Song recommendations with C# Reactive Extensions by Mark Seemann
Observables as small Recawr Sandwiches.
This article is part of a series titled Alternative ways to design with functional programming. In the previous article in the series, you read some general reflections on a pipes-and-filters architecture. This article gives an example in C#.
The code shown here is from the rx branch of the example code Git repository. As the name implies, it uses ReactiveX, also known as Reactive Extensions for .NET.

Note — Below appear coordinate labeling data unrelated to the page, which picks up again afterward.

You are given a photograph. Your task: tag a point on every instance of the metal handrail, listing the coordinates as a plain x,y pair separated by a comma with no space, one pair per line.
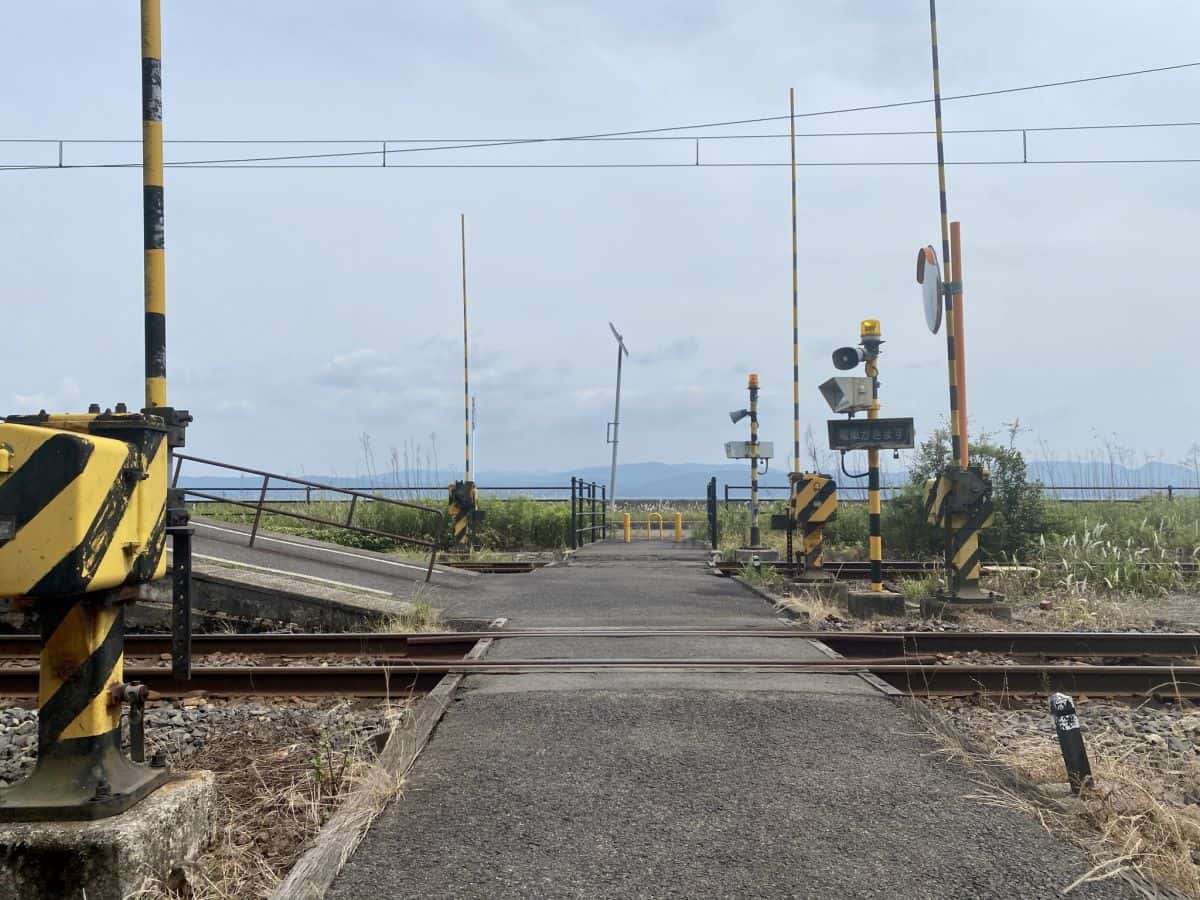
432,545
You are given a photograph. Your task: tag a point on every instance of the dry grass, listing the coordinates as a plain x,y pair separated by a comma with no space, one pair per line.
809,606
277,784
421,616
1122,822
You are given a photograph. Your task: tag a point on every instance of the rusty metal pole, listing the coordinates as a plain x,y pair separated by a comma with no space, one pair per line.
755,535
958,439
960,357
154,245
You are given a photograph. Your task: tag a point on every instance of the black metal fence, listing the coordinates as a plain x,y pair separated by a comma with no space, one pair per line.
589,505
264,489
712,514
1074,493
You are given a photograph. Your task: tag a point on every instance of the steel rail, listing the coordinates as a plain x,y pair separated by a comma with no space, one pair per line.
503,567
861,568
922,679
853,645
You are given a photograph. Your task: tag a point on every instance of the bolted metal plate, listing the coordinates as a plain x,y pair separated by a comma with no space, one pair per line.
741,450
847,394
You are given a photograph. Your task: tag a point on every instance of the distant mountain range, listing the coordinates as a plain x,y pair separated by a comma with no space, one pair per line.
649,480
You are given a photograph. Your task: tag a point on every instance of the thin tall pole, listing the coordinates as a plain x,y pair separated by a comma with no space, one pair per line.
870,335
616,435
796,311
960,354
755,534
466,371
154,259
958,438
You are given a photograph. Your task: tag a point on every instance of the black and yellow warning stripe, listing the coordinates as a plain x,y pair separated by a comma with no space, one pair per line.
948,297
82,658
88,510
814,503
875,537
154,244
963,550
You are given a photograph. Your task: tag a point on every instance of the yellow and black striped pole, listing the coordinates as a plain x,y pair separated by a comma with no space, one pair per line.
871,337
755,535
155,263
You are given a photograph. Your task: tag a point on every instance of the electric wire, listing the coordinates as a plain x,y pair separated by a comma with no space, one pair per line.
249,161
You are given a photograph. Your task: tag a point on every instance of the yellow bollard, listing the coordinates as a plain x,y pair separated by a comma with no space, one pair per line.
649,526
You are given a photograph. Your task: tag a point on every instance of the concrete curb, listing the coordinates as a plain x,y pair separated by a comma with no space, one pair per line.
315,871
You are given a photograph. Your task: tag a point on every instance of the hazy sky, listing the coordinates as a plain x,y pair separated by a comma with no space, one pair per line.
309,307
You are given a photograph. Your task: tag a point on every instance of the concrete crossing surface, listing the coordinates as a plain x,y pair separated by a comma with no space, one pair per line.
672,784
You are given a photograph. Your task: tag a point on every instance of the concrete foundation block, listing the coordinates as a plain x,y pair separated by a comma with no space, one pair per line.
834,592
865,604
766,555
936,607
141,852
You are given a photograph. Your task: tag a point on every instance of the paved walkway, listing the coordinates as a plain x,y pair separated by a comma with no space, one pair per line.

To be honest, when refactoring an algorithm that's originally based on sequences of data, there's nothing particularly reactive going on here. You may, therefore, argue that it's a poor fit for this kind of architecture. Be that as it may, keep in mind that the example code in reality runs for about ten minutes, so moving towards an architecture that supports progress reporting or cancellation may not be entirely inappropriate.
The advantage of using Reactive Extensions for this particular example is that, compared to full message-bus-based frameworks, it offers a lightweight developer experience, which enables us to focus on the essentials of the architecture.
Handle own scrobbles #
We'll start with the part of the process that finds the user's own top scrobbles. Please consult with Oleksii Holub's original article, or my article on characterizing the implementation, if you need a refresher.
When using Reactive Extensions, should we model this part as IObservable<T> or IObserver<T>?
Once you recall that IObservable<T>
, being a monad, is eminently composable, the choice is clear. The IObserver<T>
interface, on the other hand, gives rise to a contravariant functor, but since that abstraction has weaker language support, we should go with the monad.
We can start by declaring the type and its initializer:
public sealed class HandleOwnScrobblesObservable : IObservable<Scrobble> { private readonly string userName; private readonly SongService _songService; public HandleOwnScrobblesObservable(string userName, SongService songService) { this.userName = userName; _songService = songService; } // Implementation goes here...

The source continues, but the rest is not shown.